Here Prelinger underlines how innovative technology opens up new visions of the possible, but stresses that their ultimate effect is contingent on other factors. Many media platforms simply die and are not heard from again. Regarding copyright, Rick describes its emergence from an esoteric subject to a consumer issue, but emphasizes that from the point of view of cultural production, access to original materials will go on being more important than copyright issues in most cases. In closing he calls for a dialogue between users and producers of culture, to establish a new compact.
Individuals have a stake in the fight for control over the information environment that goes beyond the lust for free entertainment. Here, Benkler discusses the growth of user autonomy, the possibility to be makers of our culture rather than remain merely passive recipients, as was the norm in the industrial system of information production. Those who formerly had control resist these changes for different reasons, be they the media industry through DRM, or teachers warning their pupils away from wikipedia.
Cohen discusses technological trends and how changes in the cost of production and distribution are playing out in the areas of music, film and computer gaming. He analyzes how the respective business models of those industries leave them with different possibilities to adapt to the new environment.

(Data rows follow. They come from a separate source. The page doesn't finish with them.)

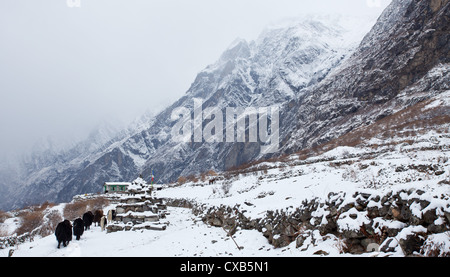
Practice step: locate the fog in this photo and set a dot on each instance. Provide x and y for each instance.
(64, 70)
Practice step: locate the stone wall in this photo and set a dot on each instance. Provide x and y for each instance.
(385, 222)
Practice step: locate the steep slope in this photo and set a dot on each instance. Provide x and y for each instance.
(273, 69)
(403, 60)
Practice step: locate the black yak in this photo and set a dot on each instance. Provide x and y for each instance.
(63, 233)
(98, 214)
(88, 217)
(78, 228)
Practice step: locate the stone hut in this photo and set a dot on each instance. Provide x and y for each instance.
(137, 209)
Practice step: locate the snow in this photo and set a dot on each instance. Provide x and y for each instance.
(282, 185)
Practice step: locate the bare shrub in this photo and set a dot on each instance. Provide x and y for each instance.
(30, 221)
(181, 180)
(51, 221)
(226, 186)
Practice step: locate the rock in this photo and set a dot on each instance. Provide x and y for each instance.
(389, 245)
(321, 252)
(373, 247)
(429, 216)
(411, 244)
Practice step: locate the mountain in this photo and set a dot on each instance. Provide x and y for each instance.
(326, 84)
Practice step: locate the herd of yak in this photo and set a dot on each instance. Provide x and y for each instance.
(63, 230)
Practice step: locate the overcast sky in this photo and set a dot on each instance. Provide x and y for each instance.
(63, 70)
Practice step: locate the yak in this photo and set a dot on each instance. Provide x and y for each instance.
(88, 218)
(78, 228)
(98, 214)
(63, 233)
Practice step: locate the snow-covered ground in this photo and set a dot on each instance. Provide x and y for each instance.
(415, 171)
(184, 237)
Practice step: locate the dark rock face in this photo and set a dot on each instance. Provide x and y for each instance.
(410, 39)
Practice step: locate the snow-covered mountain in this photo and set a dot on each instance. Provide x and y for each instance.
(271, 70)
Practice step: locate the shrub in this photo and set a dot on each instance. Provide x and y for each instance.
(30, 221)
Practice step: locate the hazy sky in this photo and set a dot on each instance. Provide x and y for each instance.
(63, 70)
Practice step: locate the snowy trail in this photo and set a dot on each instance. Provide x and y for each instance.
(185, 237)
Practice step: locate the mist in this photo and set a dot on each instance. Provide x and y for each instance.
(65, 70)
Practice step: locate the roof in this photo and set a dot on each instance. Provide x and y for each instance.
(117, 183)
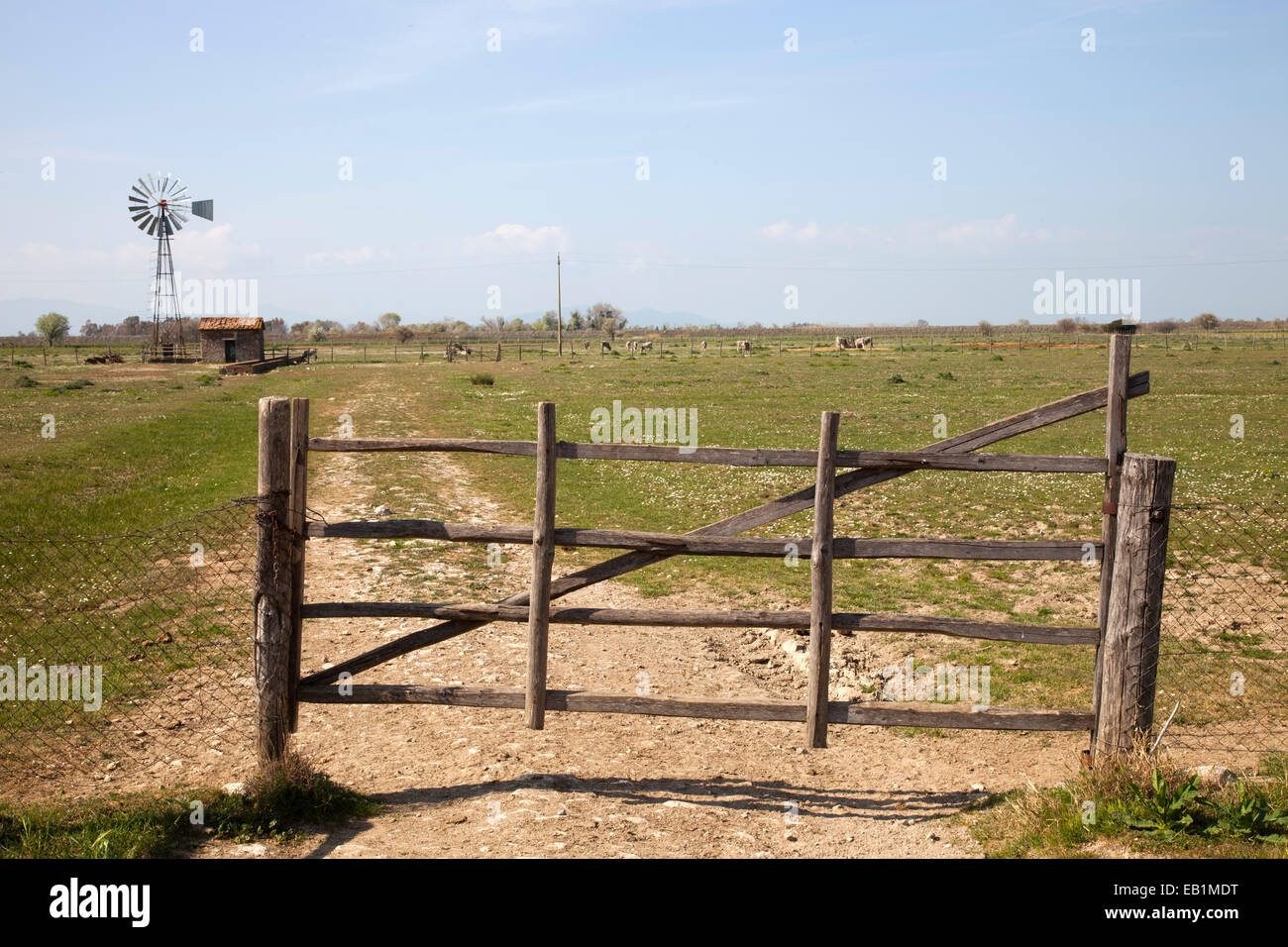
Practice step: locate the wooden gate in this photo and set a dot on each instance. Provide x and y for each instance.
(1131, 552)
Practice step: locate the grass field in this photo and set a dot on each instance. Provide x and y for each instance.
(136, 446)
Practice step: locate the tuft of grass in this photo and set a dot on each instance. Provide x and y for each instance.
(73, 385)
(274, 805)
(1141, 804)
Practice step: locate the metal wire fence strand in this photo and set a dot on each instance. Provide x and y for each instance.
(1224, 650)
(153, 631)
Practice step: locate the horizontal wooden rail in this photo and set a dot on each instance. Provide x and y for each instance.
(729, 457)
(862, 712)
(849, 621)
(691, 544)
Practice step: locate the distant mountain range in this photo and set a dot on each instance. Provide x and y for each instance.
(20, 315)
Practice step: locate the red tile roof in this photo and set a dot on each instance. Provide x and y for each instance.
(226, 322)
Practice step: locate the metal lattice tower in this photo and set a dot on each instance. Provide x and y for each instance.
(160, 205)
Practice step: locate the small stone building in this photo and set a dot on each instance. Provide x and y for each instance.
(231, 339)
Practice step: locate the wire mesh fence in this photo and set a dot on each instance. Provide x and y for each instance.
(1224, 650)
(125, 661)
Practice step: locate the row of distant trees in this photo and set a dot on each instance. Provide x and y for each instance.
(600, 317)
(53, 328)
(1206, 322)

Does the end of exclusive control over copies spell the death of cultural production? Yochai Benkler thinks not. While the music industry makes money off CDs, musicians supports themselves with performances. He points out that the film studios, on the other hand, take a large part of their revenues from performance and less from media commodities. He outlines how the changing cost structures in film and music production are enabling new stratums of society to create.
Rick Prelinger is the creator and curator of the biggest moving image archive on the internet offering material that can be reused for commercial purposes. Here he explains why he put the films, which he also sells as stock footage, online and what the results have been. He talks of his offline library without computers, and how that relates to the value of serendipity in the time of rthe query driven information environment.
Craig Baldwin is an appropriationist filmmaker and operator of 'The Other Cinema' in San Francisco's Mission district. His film Sonic Outlaws was the first feature documentary that directly addressed the emerging conflict over copyright in the early 1990s. Here he introduces the logic behind his appropriationist approach, aesthetic, economic and semiotic. His approach challenges proprietary views of cultural objects and he considers the risks in his practice.
Piracy is a term used to stigmatize but Liang contextualizes the term as an instance in the long history of 'commoning', where people organze themselves outside of hierarchy and property. He identifies the real threat to industry in the chance they may lose control of production as well as reproduction, as users become aware of their own potential. Finally, he underlines how in previous areas prohibited works were surpressed and destroyed, but argues that nowadays these works can survive in private digital so the past of loss and erosion need not repeat itself.